W skardze konstytucyjnej Mariana Szlachetki, wniesionej do Trybunału Konstytucyjnego 29 maja 2007 r., zarzucono niezgodność
art. 8 ust. 3 ustawy z dnia 28 listopada 2003 r. o restrukturyzacji górnictwa węgla kamiennego w latach 2003-2006 (Dz. U.
Nr 210, poz. 2037, ze zm.; dalej: ustawa z 2003 r. o restrukturyzacji górnictwa) w takim rozumieniu, że ma on zastosowanie
do pracowników przebywających na urlopach górniczych na podstawie ustawy z dnia 26 listopada 1998 r. o dostosowaniu górnictwa
węgla kamiennego do funkcjonowania w warunkach gospodarki rynkowej oraz szczególnych uprawnieniach i zadaniach gmin górniczych
(Dz. U. Nr 162, poz. 1112, ze zm.; dalej: ustawa z 1998 r. o dostosowaniu górnictwa) i pobierających świadczenie socjalne
z tego tytułu na mocy art. 20 ust. 1 pkt 1 tej ustawy z art. 2, art. 7 i art. 64 ust. 1 Konstytucji.
Skarga konstytucyjna została sformułowana w związku z następującą sprawą. Skarżący był zatrudniony od 29 kwietnia 1983 r.
do 7 stycznia 2005 r. przez Kompanię Węglową Spółka Akcyjna w Katowicach w Oddziale Kopalni Węgla Kamiennego „Bielszowice”
w Rudzie Śląskiej (dalej: Kompania Węglowa). W dniu 23 grudnia 1999 r. skarżący złożył Kompanii Węglowej wniosek o przyznanie
urlopu górniczego od 14 lutego 2000 r. oraz oświadczenie, iż wyraża zgodę na rozwiązanie umowy o pracę z dniem zakończenia
urlopu górniczego w związku z przejściem na emeryturę. Na podstawie art. 20 ust. 1 pkt 1 oraz art. 21 ust. 1 i 5 ustawy z
1998 r. o dostosowaniu górnictwa, od 14 lutego 2000 r. skarżący przez pięć lat (pełny wymiar) pozostawał na urlopie górniczym.
Po ustaniu łączącego strony stosunku pracy z dniem 7 stycznia 2005 r. skarżący wystąpił z powództwem przeciwko Kompanii Węglowej
o odprawę pieniężną, o której mowa w art. 20 ust. 5 ustawy z 1998 r. o dostosowaniu górnictwa.

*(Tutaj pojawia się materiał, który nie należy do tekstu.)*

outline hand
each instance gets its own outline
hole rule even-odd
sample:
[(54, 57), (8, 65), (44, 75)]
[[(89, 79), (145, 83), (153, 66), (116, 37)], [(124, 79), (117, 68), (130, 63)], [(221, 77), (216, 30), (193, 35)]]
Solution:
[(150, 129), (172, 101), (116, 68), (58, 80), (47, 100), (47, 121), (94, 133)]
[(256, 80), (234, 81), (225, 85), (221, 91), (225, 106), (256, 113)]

Sąd Rejonowy w Katowicach – Wydział XIX Pracy wyrokiem z 3 października 2006 r. (sygn. akt XIX Pa 879/06) zasądził na rzecz
skarżącego odprawę pieniężną. Sąd stwierdził, że ocena zasadności żądania skarżącego powinna być dokonana na podstawie przepisów
ustawy z 1998 r. o dostosowaniu górnictwa, albowiem skarżący przeszedł w trybie tej ustawy na urlop górniczy, a więc przysługiwały
mu również uprawnienia, o których mowa w art. 20 ust. 5 tejże ustawy. Stąd skarżący miał prawo do odprawy pieniężnej na podstawie
art. 8 ust. 1 pkt 3 ustawy z dnia 28 grudnia 1989 r. o szczególnych zasadach rozwiązywania z pracownikami stosunków pracy
z przyczyn dotyczących zakładu pracy oraz o zmianie niektórych ustaw (Dz. U. z 2002 r. Nr 112, poz. 980, ze zm.; dalej: ustawa
z 1989 r. o rozwiązywaniu stosunków pracy).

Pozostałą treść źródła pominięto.